Le grand test

par Clemente De Lucia et Jean-Luc Proutat, économistes chez BNP Paribas

La crise des dettes souveraines s’est aggravée au sein de l’Union économique et monétaire (UEM). Elle rattrape désormais l’Italie et l’Espagne, respectivement troisième et quatrième puissance de la zone par leur PIB (2 670 milliards d’euros à elles deux) et leur population (106 millions d’habitants). On aurait pu souhaiter meilleur sort au sommet des chefs d’Etat et de gouvernement de la zone euro qui s’est tenu à Bruxelles, le 21 juillet 2011.

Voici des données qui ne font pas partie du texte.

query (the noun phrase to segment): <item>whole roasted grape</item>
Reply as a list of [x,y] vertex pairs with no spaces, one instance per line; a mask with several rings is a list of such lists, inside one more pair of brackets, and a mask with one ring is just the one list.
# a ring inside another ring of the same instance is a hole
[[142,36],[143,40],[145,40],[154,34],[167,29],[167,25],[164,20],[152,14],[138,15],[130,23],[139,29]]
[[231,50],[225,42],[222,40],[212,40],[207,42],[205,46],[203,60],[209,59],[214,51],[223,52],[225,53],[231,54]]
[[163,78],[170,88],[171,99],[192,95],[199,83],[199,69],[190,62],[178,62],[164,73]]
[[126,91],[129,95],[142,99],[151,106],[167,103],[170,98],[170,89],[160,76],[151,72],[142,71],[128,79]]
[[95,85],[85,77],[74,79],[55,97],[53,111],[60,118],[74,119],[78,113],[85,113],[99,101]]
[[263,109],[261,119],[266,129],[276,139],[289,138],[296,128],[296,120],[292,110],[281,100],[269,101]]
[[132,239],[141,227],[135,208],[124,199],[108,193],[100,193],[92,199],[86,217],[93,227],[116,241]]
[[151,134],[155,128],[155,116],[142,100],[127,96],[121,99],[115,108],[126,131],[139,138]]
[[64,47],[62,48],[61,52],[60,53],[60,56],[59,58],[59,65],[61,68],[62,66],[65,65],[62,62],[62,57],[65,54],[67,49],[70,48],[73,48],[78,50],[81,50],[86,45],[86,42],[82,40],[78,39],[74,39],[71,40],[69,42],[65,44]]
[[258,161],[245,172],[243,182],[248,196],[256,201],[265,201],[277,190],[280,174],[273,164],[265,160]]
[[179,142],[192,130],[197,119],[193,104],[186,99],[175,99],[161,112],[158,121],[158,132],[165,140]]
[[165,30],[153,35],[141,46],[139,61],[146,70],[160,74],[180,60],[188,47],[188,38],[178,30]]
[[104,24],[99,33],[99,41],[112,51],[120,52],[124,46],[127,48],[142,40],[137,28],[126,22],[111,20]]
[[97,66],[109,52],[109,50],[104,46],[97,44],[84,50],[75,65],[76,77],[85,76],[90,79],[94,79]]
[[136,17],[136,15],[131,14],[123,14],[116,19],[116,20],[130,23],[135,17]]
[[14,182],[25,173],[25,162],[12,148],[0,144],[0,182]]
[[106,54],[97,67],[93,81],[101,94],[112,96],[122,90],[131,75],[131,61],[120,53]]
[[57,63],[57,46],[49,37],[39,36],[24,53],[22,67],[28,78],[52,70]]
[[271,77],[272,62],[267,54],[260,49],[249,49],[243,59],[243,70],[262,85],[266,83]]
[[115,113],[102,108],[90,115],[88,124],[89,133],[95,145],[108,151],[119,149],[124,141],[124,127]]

Pour la première fois, les Dix-sept ont convenu que les plus fragiles d’entre eux ne devaient pas être punis, mais aidés. Les financements communautaires porteront désormais sur le long terme (ils iront de quinze à trente ans) et seront assortis de taux d’intérêt préférentiels, ainsi que le préconise depuis longtemps le FMI (Fonds monétaire international).

Le FESF (Fonds européen de Stabilité financière) sera habilité à acheter de la dette souveraine sur le marché secondaire. Il pourra aussi, le cas échéant, aider à la recapitalisation d’établissements financiers, y compris dans les pays ne bénéficiant pas d’un programme. Le jeu communautaire est plus coopératif, les outils de la stabilité financière sont renforcés.

Mais force est de constater qu’il en faudra d’avantage. Le 3 août, les écarts de rendements supportés par l’Italie et l’Espagne atteignaient des niveaux records (supérieur à 350 points de base à 10 ans), proches de ceux qui prévalaient avant la formation de l’UEM (graphique). Les conditions de financement des deux pays impliquent un taux d’intérêt à 10 ans proche de 6%, ce qui est trop élevé en regard de leur faible taux de croissance (moins de 1% en 2011).

Certes, les dettes espagnole et italienne ayant une durée de vie relativement longue (proche de 7 ans), leur renchérissement n’a pas d’impact démesuré à court terme. Dans le cas Italien, une hausse des taux d’intérêt de marché de 200 points de base – celle qui a eu lieu depuis le début de l’année 2011 – coûte quelque 0,5 point de PIB au bout de la première année. Mais elle devient vite problématique en cas de généralisation à toute la structure de la dette. Celle-ci porte en 2011 un taux d’intérêt apparent de 4,1%, induisant pour l’Italie une charge annuelle de 75 milliards d’euros. A 6% (taux apparent), cette dernière est augmentée de 45% et atteint 112 milliards d’euros, soit 7 points de PIB. Un niveau difficilement soutenable.

Il faudrait donc parvenir à réduire les spreads de financement attachés aux dettes italienne et espagnole, les expériences grecque, portugaise et irlandaise suggérant que le plus tôt serait le mieux.

Or le FESF n’est pas encore en mesure d’intervenir directement sur le marché secondaire de la dette des États. Son changement de statut juridique, tout comme son mode opératoire précis, restent à être approuvés par les dix-sept Etats membres de l’UEM, ce qui implique une ratification par les parlements nationaux. Rien ne se fera probablement durant l’été. La BCE doit donc réactiver son programme d’achats de titres (SMP pour Securities Markets Programme).

Mis en sommeil en avril 2011, ce dernier ne couvre que 0,9% du stock de la dette publique en zone euro, un montant négligeable en regard de ceux engagés par la Banque d’Angleterre (200 milliards de livres ou 16,5% du stock de la dette) ou la Réserve fédérale des Etats-Unis (1 160 milliards de dollars ou 8,2% du stock de la dette)1.

Il existe donc des marges de manoeuvre, mais la BCE les consomme avec modération. Lors de la réunion du Conseil des gouverneurs du jeudi 4 août, le président J.C. Trichet a bien précisé que la Banque était à nouveau active sur les marchés de la dette, mais a minima et semble-t-il avec toujours beaucoup de réticence du côté allemand. Elle n’aurait à ce jour acheté que des obligations du Portugal et de l’Irlande, conditionnant à de nouvelles mesures de réduction des déficits son soutien à l’Italie et l’Espagne. S’assurer ainsi du bon emploi de ses fonds est louable, mais attendre coûte cher ….

NOTE

  1. Montant des obligations du Trésor acquises lors des opérations « d’assouplissement quantitatif » de la Banque d’Angleterre et de la Réserve fédérale (QE – quantitative easing – 1 et 2).